EpiPen Drama Draws Option Bears to Mylan NV (MYL)

U.S. senators are targeting Mylan NV (NASDAQ:MYL) after a sharp increase in the price of its EpiPen

by Josh Selway

Published on Aug 23, 2016 at 11:10 AM

Drugmaker Mylan NV (NASDAQ:MYL) is sinking today, as the company's EpiPen comes under fire from U.S. senators. More specifically, lawmakers are asking Mylan to explain a sharp increase in the product's price in recent years -- making it the latest biotech to be accused of price-gouging. Senate members have also made a request for the Federal Trade Commission (FTC) to investigate whether the drug company took steps to prevent competition in the market. Meanwhile, MYL stock is down 3.8% at $46.10, and options volume is soaring

At last check, MYL options volume is running in the 95th percentile of its annual range. Puts and calls are running neck and neck, trading at three times the expected intraday pace. Receiving notable attention are the October 45 and 47.50 puts. If traders are opening long positions here, they're betting on extended losses from MYL over the next two months. 

More broadly speaking, calls have been preferred over puts in MYL's options pits. Over the past two weeks at the International Securities Exchange (ISE), Chicago Board Options Exchange (CBOE), and NASDAQ OMX PHLX (PHLX), call buying has outpaced put buying at a rate that tops roughly two-thirds of comparable readings from the past year. What's more, MYL's Schaeffer's put/call open interest ratio (SOIR) of 0.69 ranks in the 23rd annual percentile, meaning open interest in the front three-months' series of options is unusually call-skewed. 

Luckily, for anyone buying MYL's short-term options, premium is relatively muted at the moment. This is evidenced by the stock's Schaeffer's Volatility Index (SVI) of 33%, which ranks in the low 14th percentile of its annual range. Supporting this is MYL's 30-day at-the-money (ATM) implied volatility (IV) of 33.7%, which is just 9 percentage points from an annual low.
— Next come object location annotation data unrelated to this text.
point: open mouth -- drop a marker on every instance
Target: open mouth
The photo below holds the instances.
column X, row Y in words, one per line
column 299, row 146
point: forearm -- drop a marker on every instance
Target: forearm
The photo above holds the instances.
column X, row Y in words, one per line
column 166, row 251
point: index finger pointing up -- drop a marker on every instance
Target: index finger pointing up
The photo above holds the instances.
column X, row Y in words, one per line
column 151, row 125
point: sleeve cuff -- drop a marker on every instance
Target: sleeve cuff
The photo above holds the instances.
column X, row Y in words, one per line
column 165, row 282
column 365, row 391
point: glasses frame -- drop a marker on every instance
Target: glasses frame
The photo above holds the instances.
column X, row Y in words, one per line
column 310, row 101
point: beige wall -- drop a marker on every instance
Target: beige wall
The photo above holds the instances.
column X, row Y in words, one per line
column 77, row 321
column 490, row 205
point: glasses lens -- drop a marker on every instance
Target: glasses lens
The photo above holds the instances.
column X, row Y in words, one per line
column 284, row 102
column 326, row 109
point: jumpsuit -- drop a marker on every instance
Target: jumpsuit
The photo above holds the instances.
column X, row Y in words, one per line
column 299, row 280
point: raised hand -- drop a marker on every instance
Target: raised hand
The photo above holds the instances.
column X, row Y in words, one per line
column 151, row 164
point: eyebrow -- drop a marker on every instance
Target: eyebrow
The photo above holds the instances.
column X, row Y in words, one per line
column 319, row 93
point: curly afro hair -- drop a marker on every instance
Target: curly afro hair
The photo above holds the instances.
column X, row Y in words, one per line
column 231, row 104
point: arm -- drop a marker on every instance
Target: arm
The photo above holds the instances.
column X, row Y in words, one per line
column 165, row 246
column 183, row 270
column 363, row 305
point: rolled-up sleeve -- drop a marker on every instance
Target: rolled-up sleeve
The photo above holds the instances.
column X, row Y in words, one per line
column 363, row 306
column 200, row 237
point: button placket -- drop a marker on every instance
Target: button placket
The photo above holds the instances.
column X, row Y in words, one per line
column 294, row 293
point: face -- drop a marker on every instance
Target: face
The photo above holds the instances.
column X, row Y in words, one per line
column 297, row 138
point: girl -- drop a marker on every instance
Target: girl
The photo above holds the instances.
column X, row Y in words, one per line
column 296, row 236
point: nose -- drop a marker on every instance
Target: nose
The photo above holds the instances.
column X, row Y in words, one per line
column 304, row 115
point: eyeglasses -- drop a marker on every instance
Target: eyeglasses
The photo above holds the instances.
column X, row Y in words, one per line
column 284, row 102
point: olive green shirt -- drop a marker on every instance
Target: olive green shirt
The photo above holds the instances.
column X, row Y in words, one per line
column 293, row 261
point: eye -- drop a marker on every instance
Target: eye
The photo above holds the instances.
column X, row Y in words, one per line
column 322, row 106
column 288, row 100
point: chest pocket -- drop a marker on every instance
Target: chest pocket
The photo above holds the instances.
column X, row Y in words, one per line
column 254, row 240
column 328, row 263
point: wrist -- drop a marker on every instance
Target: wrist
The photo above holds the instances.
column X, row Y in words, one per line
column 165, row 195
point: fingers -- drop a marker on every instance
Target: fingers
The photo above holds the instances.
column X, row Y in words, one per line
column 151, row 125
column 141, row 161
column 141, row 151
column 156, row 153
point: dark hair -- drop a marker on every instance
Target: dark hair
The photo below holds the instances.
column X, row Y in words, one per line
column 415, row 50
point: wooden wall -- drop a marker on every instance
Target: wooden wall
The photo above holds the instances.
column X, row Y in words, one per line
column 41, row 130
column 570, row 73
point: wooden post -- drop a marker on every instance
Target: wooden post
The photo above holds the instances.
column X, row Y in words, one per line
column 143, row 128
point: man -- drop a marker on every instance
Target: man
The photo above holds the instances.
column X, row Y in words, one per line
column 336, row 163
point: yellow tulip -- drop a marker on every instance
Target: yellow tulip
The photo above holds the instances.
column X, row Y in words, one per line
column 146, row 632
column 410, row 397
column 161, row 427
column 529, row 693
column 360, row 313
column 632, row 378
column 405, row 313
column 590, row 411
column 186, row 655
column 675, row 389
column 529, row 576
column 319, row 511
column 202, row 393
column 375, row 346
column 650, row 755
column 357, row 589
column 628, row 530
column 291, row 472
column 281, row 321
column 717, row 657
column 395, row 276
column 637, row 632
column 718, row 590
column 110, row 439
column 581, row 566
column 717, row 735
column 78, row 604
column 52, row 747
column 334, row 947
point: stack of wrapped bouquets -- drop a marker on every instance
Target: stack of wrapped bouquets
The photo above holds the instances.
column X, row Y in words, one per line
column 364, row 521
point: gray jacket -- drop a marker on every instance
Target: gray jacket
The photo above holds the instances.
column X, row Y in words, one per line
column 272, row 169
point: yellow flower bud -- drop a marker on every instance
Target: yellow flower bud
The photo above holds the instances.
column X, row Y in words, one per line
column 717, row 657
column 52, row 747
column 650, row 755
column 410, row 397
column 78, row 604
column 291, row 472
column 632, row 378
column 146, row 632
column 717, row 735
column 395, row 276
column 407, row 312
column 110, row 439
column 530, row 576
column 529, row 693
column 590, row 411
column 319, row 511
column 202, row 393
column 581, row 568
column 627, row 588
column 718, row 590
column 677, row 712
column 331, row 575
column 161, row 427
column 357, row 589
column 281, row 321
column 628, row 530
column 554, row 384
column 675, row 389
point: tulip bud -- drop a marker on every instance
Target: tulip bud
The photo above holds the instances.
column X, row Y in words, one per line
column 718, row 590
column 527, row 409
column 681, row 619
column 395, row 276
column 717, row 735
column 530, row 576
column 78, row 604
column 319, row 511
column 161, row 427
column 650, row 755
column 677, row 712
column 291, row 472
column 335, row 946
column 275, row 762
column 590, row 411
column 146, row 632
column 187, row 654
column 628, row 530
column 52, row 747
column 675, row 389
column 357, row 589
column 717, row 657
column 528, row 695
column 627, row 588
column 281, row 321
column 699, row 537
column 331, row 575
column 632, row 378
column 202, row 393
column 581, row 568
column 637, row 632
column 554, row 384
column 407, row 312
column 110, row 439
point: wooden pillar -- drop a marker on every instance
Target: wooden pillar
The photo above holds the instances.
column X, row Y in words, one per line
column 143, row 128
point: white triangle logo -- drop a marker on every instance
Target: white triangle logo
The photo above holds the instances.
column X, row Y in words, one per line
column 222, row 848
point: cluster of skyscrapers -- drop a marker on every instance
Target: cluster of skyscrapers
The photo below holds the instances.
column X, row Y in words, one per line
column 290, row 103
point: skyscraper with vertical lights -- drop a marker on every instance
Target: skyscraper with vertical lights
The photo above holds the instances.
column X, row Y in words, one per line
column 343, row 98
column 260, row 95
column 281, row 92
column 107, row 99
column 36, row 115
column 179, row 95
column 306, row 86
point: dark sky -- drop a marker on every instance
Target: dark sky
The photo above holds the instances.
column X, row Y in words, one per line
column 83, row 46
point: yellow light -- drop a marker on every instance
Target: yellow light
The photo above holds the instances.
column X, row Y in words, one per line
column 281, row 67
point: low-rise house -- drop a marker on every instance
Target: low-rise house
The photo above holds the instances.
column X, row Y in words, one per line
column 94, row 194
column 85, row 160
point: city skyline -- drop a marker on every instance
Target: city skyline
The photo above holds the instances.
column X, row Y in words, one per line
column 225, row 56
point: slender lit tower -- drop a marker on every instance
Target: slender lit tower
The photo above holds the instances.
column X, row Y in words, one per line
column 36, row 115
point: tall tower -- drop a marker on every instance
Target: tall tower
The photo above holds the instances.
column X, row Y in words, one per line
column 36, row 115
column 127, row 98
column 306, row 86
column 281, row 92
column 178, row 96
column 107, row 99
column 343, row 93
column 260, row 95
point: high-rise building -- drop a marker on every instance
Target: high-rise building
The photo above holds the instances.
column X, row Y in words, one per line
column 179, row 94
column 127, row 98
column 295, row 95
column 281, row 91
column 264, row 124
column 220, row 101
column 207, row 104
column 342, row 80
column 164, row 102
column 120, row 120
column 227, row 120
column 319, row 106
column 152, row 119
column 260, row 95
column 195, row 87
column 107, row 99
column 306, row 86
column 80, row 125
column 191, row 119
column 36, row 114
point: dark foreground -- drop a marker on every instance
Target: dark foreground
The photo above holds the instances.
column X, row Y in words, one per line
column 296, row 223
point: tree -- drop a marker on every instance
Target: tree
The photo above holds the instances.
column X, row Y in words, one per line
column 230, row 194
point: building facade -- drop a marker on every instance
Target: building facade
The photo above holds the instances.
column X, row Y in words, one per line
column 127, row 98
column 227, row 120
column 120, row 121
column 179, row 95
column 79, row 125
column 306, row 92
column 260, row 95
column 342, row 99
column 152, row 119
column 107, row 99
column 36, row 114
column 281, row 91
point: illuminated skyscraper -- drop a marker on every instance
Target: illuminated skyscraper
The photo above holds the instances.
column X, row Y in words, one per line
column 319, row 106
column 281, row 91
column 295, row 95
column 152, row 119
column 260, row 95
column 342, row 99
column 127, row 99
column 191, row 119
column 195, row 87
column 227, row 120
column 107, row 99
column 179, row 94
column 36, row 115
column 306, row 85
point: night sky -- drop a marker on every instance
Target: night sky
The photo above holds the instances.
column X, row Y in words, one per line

In short, it appears the options market is pricing in relatively low volatility expectations at the moment.

Meanwhile, short interest is elevated on MYL. At the stock's average daily trading pace, it would take short sellers at least eight days to buy back the roughly 29 million shares sold short. Of course, this also means some of the recent call players may have been short sellers hedging their positions

Looking at Mylan NV's (NASDAQ:MYL) chart, the shares have struggled in 2016. Although the stock is well off its year-to-date lows, it remains 14.7% lower since the start of the year. Going forward, MYL's 100-day moving average -- which currently sits near the $45 level -- may be worth tracking, as this trendline has served as both support and resistance in the past year.